Related Literature: Justification for Impact Metrics¶
This document presents a literature review of metrics proposed in prior studies to assess the impact of open-source software (OSS) projects. Each section outlines the source publication, metric, methodology, and key insights.
1. GitHub Activity Metrics (Stars, Forks, Watchers)¶
Paper: What Makes Open Source Software Projects Impactful: A Data-Driven Approach
Metric: Weighted sum of stars, forks, and watchers
Methodology: - A user survey was conducted to define a quantitative measurement of project impact. - Based on the survey, forks were deemed most impactful, followed by stars, then watchers. - An impact threshold of 100 was used to classify projects as impactful.
Key Insight: - Only 1% of repositories were classified as highly impactful.
Paper: GitHub Statistics as a Measure of the Impact of Open-Source Bioinformatics Software
Metric: Stars, forks, and watchers
Methodology: - Compared GitHub statistics with other bioinformatics impact measures, including citation counts to assess if Github statistics were a valid way to meassure impact and popularity.
Key Insight: - Found a correlation of 0.66 between GitHub activity and citations.
2. Criticality Score¶
Source: Quantifying Criticality (Rob Pike)
Metric: Weighted sum of 10 signals (Criticality Score)
Methodology: - Includes signals like contributor counts, dependents, and closed issues. - Normalized between 0 and 1. - Recommended by industry experts.
Key Insight: - No published results; used as a framework for measuring software criticality. The methodology for collecting the signals are not entirely clear from the documentation alone.
3. Popularity and Usage (PyPI Downloads & GitHub Stars)¶
Paper: Exploring Popularity and Usage: A Comparative Analysis of GitHub Stars and PyPI Downloads in Python Libraries
Metric: PyPI downloads and GitHub stars
Methodology: - Used the Linehaul project to retrieve PyPI download counts of 3182 popular Github repositories. - Computed a correlation between the PyPi downloads statistics of those repositories to their Github stars.

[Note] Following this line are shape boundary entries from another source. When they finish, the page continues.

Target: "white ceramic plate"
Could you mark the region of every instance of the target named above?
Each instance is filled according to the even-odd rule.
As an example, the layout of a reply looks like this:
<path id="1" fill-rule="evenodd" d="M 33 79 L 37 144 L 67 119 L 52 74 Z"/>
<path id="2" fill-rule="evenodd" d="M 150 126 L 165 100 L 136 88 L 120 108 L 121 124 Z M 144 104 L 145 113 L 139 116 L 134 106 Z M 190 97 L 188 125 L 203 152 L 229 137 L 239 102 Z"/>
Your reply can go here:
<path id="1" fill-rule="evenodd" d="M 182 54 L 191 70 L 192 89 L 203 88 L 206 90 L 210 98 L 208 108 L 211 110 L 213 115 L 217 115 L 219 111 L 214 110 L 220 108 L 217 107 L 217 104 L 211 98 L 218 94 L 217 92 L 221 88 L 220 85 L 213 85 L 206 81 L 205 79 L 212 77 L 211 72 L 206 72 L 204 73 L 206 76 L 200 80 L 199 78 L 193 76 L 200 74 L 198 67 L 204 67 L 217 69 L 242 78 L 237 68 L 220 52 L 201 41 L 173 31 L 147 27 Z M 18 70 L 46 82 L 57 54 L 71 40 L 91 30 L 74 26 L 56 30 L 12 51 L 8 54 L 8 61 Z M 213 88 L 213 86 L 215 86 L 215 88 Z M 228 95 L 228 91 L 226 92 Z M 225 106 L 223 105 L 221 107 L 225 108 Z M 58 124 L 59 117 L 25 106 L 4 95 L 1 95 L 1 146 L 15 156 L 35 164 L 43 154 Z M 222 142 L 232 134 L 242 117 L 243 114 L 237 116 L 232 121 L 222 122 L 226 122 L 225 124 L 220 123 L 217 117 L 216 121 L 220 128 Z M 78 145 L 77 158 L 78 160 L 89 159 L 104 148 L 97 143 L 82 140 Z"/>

Key Insight: - Found a low correlation (0.235) between stars and PyPI downloads, suggesting partial overlap.
4. Economic Value of OSS¶
Paper: The Value of Open Source Software
Metric: Supply- and demand-side monetary value of all OSS.

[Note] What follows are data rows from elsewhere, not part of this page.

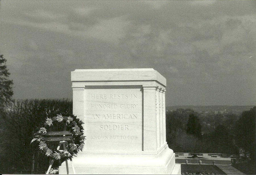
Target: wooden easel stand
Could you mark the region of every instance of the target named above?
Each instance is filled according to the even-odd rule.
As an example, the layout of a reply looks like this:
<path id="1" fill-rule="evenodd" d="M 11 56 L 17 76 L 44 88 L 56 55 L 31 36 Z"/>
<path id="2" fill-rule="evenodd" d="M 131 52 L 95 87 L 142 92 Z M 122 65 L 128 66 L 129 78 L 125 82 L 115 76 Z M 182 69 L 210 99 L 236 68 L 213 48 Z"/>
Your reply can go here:
<path id="1" fill-rule="evenodd" d="M 59 146 L 58 146 L 58 147 L 57 147 L 57 150 L 59 150 L 59 151 L 60 152 L 63 152 L 63 150 L 59 150 L 59 149 L 60 148 L 60 147 L 61 146 L 61 144 L 63 144 L 63 149 L 64 149 L 64 150 L 66 150 L 66 146 L 67 145 L 67 142 L 66 141 L 61 141 L 59 142 Z M 66 160 L 65 161 L 66 161 L 66 167 L 67 168 L 67 174 L 68 174 L 69 166 L 67 163 L 67 160 Z M 50 172 L 50 170 L 51 170 L 51 166 L 52 166 L 52 165 L 53 164 L 53 162 L 54 162 L 54 159 L 52 159 L 51 160 L 51 163 L 50 164 L 50 165 L 49 166 L 49 168 L 48 168 L 48 170 L 47 170 L 47 172 L 46 172 L 46 174 L 49 174 L 49 172 Z M 72 167 L 72 169 L 73 170 L 73 174 L 75 174 L 76 172 L 75 171 L 75 168 L 74 167 L 74 165 L 73 164 L 73 162 L 72 161 L 72 159 L 70 159 L 70 162 L 71 164 L 71 167 Z"/>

Methodology: - Supply-side: Estimated labor cost to rewrite OSS using the COCOMO II model. - Demand-side: Measured value based on proprietary OSS usage data and calculated replacement cost.
Key Insights:
- Demand-side value: $8.8 trillion
- Supply-side value: $4.15 billion
- Six languages (Go, JS, TS, C, Java, Python) drive 84% of OSS value
- 5% of OSS developers create 96% of the value
- Top industries benefiting:
- Professional/Scientific/Technical Services: $43B
- Retail Trade: $36B
- Administrative Support: $35B
5. Centrality and Cost Models¶
Paper: Measuring the Impact of Open Source Software Innovation Using Network Analysis on GitHub Hosted Python Packages
Metric: Centrality (degree, eigenvector), COCOMO, and PyPI downloads
Methodology: - Focused on packages listed on PyPI. - Used Google BigQuery to gather dependents data. - Applied network analysis to assess centrality.
Key Insight: - Degree and eigenvector centrality had strong correlation with PyPI downloads.
6. Weighted HITS Influence Score¶
Paper: Influence Analysis of GitHub Repositories
Metric: Weighted HITS on stars graph
Methodology: - Constructed a bipartite graph between users and repositories using star relationships. - Edges were weighted by fork counts. - Applied HITS algorithm to compute repository influence.
Key Insight: - Identified top 10 most influential repositories for each programming language.
7. Software Innovation via Dependency Growth¶
Paper: Measuring Software Innovation with Open Source Software Development Data
Metric: Log-difference in number of dependents
Methodology: - Measured innovation as the change in number of dependents between Github releases. - Looked into 200,000 unique releases across 28,000 unique packages. - Likely used GitHub's dependency graph to get information about dependencies.
Key Insight: - Found a slight positive correlation between software complexity and dependency growth.
8. PageRank and Disconnected Packages¶
Paper: Identifying Critical Projects via PageRank and Truck Factor / DaSEA – A Dataset for Software Ecosystem Analysis
Metric: PageRank on dependency networks
Methodology:
- Built ecosystem-specific dependency graphs.
- Analyzed disconnected packages (no dependents or requirements).
- Compared ecosystems and found percentages of disconnectedness:
- NPM: 18%
- Cargo: 22%
- Maven: 40%
- Packagist: 43%
- PyPI: 79%
Key Insight: - Suggested PageRank as an alternative to criticality score and highlighted ecosystem fragmentation.